I apologize for the mistake in my previous response. Let's re-calculate the cumulative extraction efficiency for 4 extractions:
1st extraction:
CE1 = (10.0 mL / 50.0 mL) * (5.0 / (1 + (5.0 * (10.0 mL / 50.0 mL))))
CE1 ≈ 0.0909
2nd extraction:
CE2 = CE1 + (10.0 mL / 50.0 mL) * (5.0 / (1 + (5.0 * (10.0 mL / 50.0 mL))))
CE2 ≈ 0.1714
3rd extraction:
CE3 = CE2 + (10.0 mL / 50.0 mL) * (5.0 / (1 + (5.0 * (10.0 mL / 50.0 mL))))
CE3 ≈ 0.2540
4th extraction:
CE4 = CE3 + (10.0 mL / 50.0 mL) * (5.0 / (1 + (5.0 * (10.0 mL / 50.0 mL))))
CE4 ≈ 0.3396
We can see that after the 4th extraction, the cumulative extraction efficiency is approximately 0.3396, which is less than 95.0%.

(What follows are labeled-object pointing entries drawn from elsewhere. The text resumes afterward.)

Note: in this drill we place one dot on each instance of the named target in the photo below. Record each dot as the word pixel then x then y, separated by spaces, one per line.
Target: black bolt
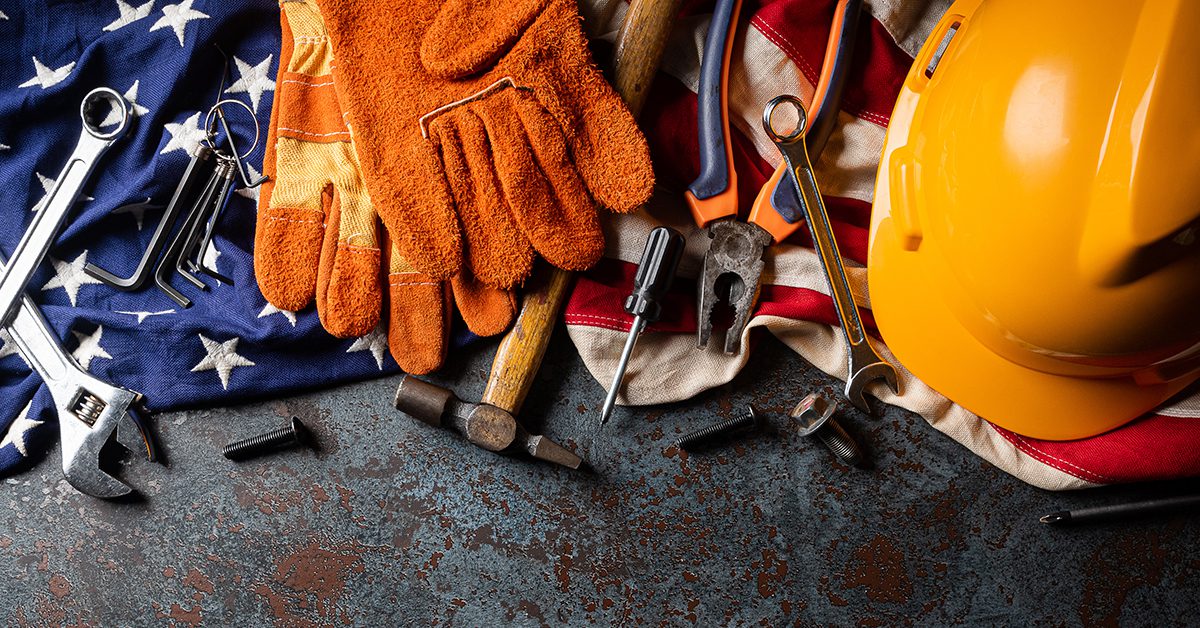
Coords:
pixel 721 429
pixel 292 434
pixel 817 420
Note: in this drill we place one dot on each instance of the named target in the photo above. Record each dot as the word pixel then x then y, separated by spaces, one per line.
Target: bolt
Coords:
pixel 292 434
pixel 817 420
pixel 721 429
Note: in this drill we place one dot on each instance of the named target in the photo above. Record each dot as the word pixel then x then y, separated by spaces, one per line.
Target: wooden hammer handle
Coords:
pixel 640 46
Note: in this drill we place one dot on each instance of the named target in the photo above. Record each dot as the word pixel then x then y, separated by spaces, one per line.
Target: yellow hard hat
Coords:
pixel 1033 246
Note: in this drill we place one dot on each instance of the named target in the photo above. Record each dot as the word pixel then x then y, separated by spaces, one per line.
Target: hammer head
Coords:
pixel 483 424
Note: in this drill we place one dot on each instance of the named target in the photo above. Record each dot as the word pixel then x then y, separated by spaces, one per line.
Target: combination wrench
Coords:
pixel 89 410
pixel 47 222
pixel 865 364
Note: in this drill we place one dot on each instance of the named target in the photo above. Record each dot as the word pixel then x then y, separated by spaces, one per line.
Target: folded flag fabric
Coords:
pixel 779 49
pixel 166 58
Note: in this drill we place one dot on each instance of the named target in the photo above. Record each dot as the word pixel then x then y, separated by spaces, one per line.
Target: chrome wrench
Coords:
pixel 89 410
pixel 865 364
pixel 31 250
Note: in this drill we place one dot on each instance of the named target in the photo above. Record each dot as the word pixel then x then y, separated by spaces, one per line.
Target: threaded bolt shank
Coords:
pixel 289 435
pixel 720 429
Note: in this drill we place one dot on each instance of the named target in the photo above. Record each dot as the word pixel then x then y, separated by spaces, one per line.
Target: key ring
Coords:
pixel 217 114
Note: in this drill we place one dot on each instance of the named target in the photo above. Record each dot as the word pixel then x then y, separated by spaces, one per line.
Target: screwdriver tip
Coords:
pixel 1055 518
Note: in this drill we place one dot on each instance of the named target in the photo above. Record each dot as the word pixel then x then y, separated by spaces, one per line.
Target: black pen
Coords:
pixel 1121 510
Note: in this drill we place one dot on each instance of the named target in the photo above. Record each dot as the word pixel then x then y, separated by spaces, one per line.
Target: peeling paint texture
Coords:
pixel 393 522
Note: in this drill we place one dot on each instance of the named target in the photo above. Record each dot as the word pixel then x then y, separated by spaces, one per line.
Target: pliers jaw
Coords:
pixel 732 271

Therefore, it would take at least 5 extractions to extract at least 95.0% of compound θ from the 50.0 mL aqueous solution.
To determine the number of ethyl acetate extractions required to extract at least 95.0% of compound θ from a 50.0 mL aqueous solution, we need to consider the distribution coefficient and the volumes involved.
First, let's calculate the total volume of the ethyl acetate needed:
50.0 mL (aqueous solution) + X mL (ethyl acetate extractions) = Total volume
Since each extraction uses 10.0 mL of ethyl acetate, the equation becomes:
50.0 mL + (10.0 mL × X) = Total volume
Next, let's calculate the total amount of θ extracted after X extractions:
Total θ extracted = (5.0 × X) / (1 + 5.0 × X) × 100%
We want to extract at least 95.0% of θ, so we can set up the following equation:
Total θ extracted ≥ 95.0%
(5.0 × X) / (1 + 5.0 × X) × 100% ≥ 95.0%
Now we can solve this equation to find the value of X:
(5.0 × X) / (1 + 5.0 × X) ≥ 0.95
Cross-multiplying the equation:
5.0 × X ≥ 0.95 × (1 + 5.0 × X)
5.0 × X ≥ 0.95 + 4.75 × X
0.25 × X ≥ 0.95
X ≥ 0.95 / 0.25
X ≥ 3.8
Therefore, you would need at least 3.8, or rounded up to 4, 10.0 mL ethyl acetate extractions to extract at least 95.0% of compound θ from a 50.0 mL aqueous solution.